Mechanisms of epigenetic memory

Abstract

Although genetics has an essential role in defining the development, morphology, and physiology of an organism, epigenetic mechanisms have an essential role in modulating these properties by regulating gene expression. During development, epigenetic mechanisms establish stable gene expression patterns to ensure proper differentiation. Such mechanisms also allow organisms to adapt to environmental changes and previous experiences can impact the future responsiveness of an organism to a stimulus over long timescales and even over generations. Here, we discuss the concept of epigenetic memory, defined as the stable propagation of a change in gene expression or potential induced by developmental or environmental stimuli. We highlight three distinct paradigms of epigenetic memory that operate on different timescales.

Keywords: chromatin; epigenetics; inheritance; memory; methylation; nuclear pore complex.

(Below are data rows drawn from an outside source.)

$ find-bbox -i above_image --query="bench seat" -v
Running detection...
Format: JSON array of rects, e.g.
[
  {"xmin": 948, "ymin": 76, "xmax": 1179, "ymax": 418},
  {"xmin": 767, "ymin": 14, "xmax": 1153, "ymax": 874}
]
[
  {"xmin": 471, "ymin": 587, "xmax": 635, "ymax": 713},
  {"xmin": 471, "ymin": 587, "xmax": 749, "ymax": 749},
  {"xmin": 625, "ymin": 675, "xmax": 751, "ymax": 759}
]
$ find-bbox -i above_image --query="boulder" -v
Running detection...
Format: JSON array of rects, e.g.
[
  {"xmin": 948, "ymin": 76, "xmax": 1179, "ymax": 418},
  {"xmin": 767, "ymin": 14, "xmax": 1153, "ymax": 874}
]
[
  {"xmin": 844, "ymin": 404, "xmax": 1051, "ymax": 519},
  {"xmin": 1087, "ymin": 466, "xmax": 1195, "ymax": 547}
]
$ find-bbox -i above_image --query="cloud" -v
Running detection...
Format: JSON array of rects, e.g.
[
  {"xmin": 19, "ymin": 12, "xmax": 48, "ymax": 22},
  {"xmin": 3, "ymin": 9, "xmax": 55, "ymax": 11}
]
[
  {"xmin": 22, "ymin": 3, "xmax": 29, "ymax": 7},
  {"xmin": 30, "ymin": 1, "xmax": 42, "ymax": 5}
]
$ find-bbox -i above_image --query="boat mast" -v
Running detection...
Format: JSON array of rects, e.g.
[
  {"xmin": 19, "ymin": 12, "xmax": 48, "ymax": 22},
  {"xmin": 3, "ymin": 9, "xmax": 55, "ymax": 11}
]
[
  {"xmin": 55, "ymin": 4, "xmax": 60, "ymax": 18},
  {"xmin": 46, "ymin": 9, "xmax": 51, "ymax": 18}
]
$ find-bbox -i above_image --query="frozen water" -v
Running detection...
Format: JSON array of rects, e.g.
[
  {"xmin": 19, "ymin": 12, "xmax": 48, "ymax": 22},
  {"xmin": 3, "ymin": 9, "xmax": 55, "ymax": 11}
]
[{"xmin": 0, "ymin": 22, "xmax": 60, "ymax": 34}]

Figure 1. Types of epigenetic memory

A. Cellular memory: During early development, tissue-specific transcription factors establish different transcriptional programs. These programs are maintained through mitotic cell division later in development through the action of epigenetic regulators such as the Trithorax, which catalyzes methylation of histone H3, lysine 4 to promote sustained expression, and Polycomb, which catalyzes methylation of histone H3, lysine 27 to promote stable repression. B. Transcriptional memory: Environmental changes induce changes in gene expression. Following such an experience, some genes remain poised for faster reactivation for several generations. Upon gene activation, genes can experience a more robust secondary transcriptional response. Nuclear pore proteins (Nups) and specific histone marks at the nuclear pore (yeast) or nucleoplasm (higher eukaryotes) are required to establish and inherit this poised state. C. Transgenerational Memory: The parental experiences can impact the behavior of the offspring. In this example, environmental stress reduces maternal LG-ABN, which reduces the stress-tolerance of pups into adulthood. Low LG-ABN alters the expression of stress regulators, leading to greater stress sensitivity. This altered gene expression requires changes in DNA methylation and histone acetylation and is inherited in future generations (F1 and F2).

Figure 2. Transcriptional Memory is conserved between organisms

A. Model for yeast INO1 transcriptional memory. Upon repression, INO1 remains associated with the nuclear pore complex in the population of cells for three to four generations. This interaction requires a cis-acting DNA element called the MRS and leads to an altered chromatin state involving the incorporation of H2A.Z and dimethylation of histone H3, lysine 4 by COMPASS (H3K4me2). These changes, and effector complexes such as Set3C are required to allow binding of poised, preinitiation RNA Polymerase II to the promoter. B. A conserved mechanism primes IFN-γ-induced genes for faster or stronger reactivation in HeLa cells. After exposure to IFN-γ, the nuclear pore protein Nup98 (homologous to yeast Nup100) binds to the promoters of genes with memory. This interaction occurs in the nucleoplasm, near PML bodies. Similar to the yeast INO1 gene, genes that exhibit IFN-γ memory maintain H3K4me2 and poised RNAPII on their promoters. These similarities suggest the possibility of recruiting similar chromatin effector complexes.